Although South Africa initially headed an Ad hoc Committee on Libyan crisis, the panel could not achieve much.
It was learnt that a meeting held last week in Addis Ababa also broke the AU into two camps but with Zuma being humiliated because of a large following Nigeria attracted against Gaddafi.
(Excerpt) Read more at thenationonlineng.net ...
I’ll just say, good luck, Jonathan.
Pass the Popcorn ping.
South African Pres supports gaddafi? that is just weird.
Goodluck Barack. That’s what WE need! /s
South African Pres supports Gadhafi? That is just weird.
This is an historic opportunity to tap into the wealth of one of the richest men in the world. What would Gaddafis safety be worth to the host country/president? Billions upon billions Theres probably a bidding war going on; Venezuela, Cuba, Lichtenstein, France
This is far from weird. Mandela and Gaddafi so way back as buds. He gave him the Order of Good Hope. There hasn’t been much reference in all the news about this connection between “Brother Leaders.”
http://politicalscrapbook.net/2011/02/nelson-mandela-loves-colonel-gaddafi/
Communism and socialism are two sides to the same counterfeit coin.
It is not too weird if you consider African history.
During the anti-apartheid struggle, the West was largely sitting on the fence or silently complicit. (Israel was extremely stupid to help the South Africans put together an atomic bomb - who did they think the bomb would be used against?).
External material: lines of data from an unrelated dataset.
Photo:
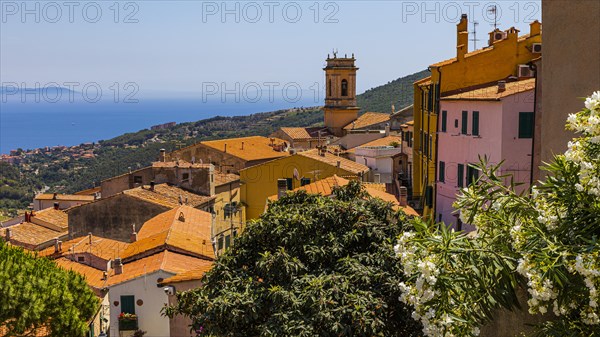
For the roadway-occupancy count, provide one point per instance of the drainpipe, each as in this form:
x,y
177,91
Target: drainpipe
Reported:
x,y
533,67
438,107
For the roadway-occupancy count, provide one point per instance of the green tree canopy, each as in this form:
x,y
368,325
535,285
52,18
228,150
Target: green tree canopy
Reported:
x,y
310,266
36,294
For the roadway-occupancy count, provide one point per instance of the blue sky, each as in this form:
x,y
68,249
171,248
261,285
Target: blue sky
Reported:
x,y
175,47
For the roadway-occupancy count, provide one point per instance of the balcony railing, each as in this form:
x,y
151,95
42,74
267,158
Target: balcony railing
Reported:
x,y
128,324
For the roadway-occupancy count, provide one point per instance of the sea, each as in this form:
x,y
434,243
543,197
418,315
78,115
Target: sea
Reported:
x,y
31,124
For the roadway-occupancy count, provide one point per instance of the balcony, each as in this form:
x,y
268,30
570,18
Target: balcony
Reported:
x,y
128,323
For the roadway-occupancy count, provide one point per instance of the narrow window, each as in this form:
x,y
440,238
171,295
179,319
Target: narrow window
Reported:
x,y
525,124
475,127
344,88
472,174
444,120
460,175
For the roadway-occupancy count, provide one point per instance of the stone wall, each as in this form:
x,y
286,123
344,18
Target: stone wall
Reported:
x,y
112,218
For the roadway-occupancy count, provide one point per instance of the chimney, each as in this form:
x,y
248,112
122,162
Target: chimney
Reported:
x,y
462,37
118,266
133,236
403,196
501,86
281,187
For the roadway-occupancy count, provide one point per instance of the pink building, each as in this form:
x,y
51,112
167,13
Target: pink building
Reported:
x,y
494,121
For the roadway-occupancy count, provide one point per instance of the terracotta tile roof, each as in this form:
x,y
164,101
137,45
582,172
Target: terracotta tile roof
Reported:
x,y
254,148
367,119
179,163
103,248
89,191
325,187
191,275
222,178
384,141
328,158
183,228
306,133
375,186
65,197
491,92
31,235
166,195
167,261
52,218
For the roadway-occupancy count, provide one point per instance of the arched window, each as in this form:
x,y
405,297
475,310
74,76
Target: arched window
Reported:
x,y
344,88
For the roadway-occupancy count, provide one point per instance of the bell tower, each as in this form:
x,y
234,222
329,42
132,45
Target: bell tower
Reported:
x,y
340,97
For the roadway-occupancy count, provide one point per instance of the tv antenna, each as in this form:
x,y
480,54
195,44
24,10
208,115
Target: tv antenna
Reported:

This opened an opportunity for all kind of nasty people, and they seized it with both hands. The Soviets wasted little time in training the future leaders of the ANC, the Chinese built a rail line from Zambia to Tanzania to break the South African monopoly of transport links to the sea and the Cubans sent troops to Angola in support of MPLA (who were fighting for independence from Portugal and fighting against the South African army). Gaddafi was very generous to pro-freedom movements through out East and Southern Africa.
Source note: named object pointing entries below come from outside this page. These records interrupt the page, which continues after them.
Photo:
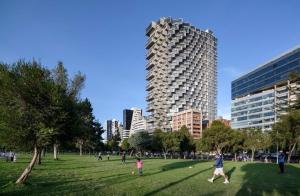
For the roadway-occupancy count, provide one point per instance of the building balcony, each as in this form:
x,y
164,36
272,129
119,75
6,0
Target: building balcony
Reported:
x,y
149,43
150,75
150,28
149,65
150,109
149,87
149,97
150,53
Jacob Zuma, spent ten years on Robben Island and spent some time in Mozambique in exile, so he remembers Gaddafi as a kind benefactor.
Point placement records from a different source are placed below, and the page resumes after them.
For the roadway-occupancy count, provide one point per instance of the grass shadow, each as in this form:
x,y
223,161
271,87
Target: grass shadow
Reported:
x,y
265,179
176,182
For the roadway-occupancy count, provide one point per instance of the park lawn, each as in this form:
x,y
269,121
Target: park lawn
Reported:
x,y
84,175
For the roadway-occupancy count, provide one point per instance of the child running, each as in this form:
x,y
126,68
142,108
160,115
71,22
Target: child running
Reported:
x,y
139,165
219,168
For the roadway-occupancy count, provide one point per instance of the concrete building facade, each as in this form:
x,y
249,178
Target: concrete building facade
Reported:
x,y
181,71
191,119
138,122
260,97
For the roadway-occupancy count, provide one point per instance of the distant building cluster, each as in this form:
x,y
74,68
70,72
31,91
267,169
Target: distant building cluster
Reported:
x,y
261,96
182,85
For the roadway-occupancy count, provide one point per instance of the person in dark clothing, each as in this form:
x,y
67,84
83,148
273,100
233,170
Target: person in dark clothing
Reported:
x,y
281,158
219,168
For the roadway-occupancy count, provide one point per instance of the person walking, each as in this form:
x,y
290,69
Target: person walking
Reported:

Most of East and Southern Africa (both rulers and citizens) tend to like Gaddafi for these reasons.
In contrast, Nigeria has always seen Gaddafi as strategic rival. Nigeria spent a great deal of time quenching the flames that Gaddafi stoked in West Africa (Liberia, Sierra Leone etc), so there is no love lost between Nigeria and Libya. In that context, Nigeria’s opposition to Gaddafi is understandable.
There is another deeper, darker and more sinister aspect to the frosty relations between much of Sub-Saharan Africa and the new regime in Libya. Black Africans don’t like Arabs very much and vice versa. This is a thousand year old problem. Gaddafi was many things, but he was not a rabid racist like the many in the new regime in Libya.
As we speak Blacks are being wrongly detained, lynched and left to die on the streets of ‘liberated’ Libya. This includes both Black Libyans and Black Sub-Saharan Africans. Naturally, this news hasn’t gone down very well on the streets of Johannesburg, Lagos, Kampala, Nairobi, Addis Ababa and Luanda.
(On another unrelated note - there is tremendous goodwill and residual sympathy for the Chinese and the Cubans in East and Southern Africa. If you don’t know African history you won’t appreciate it.)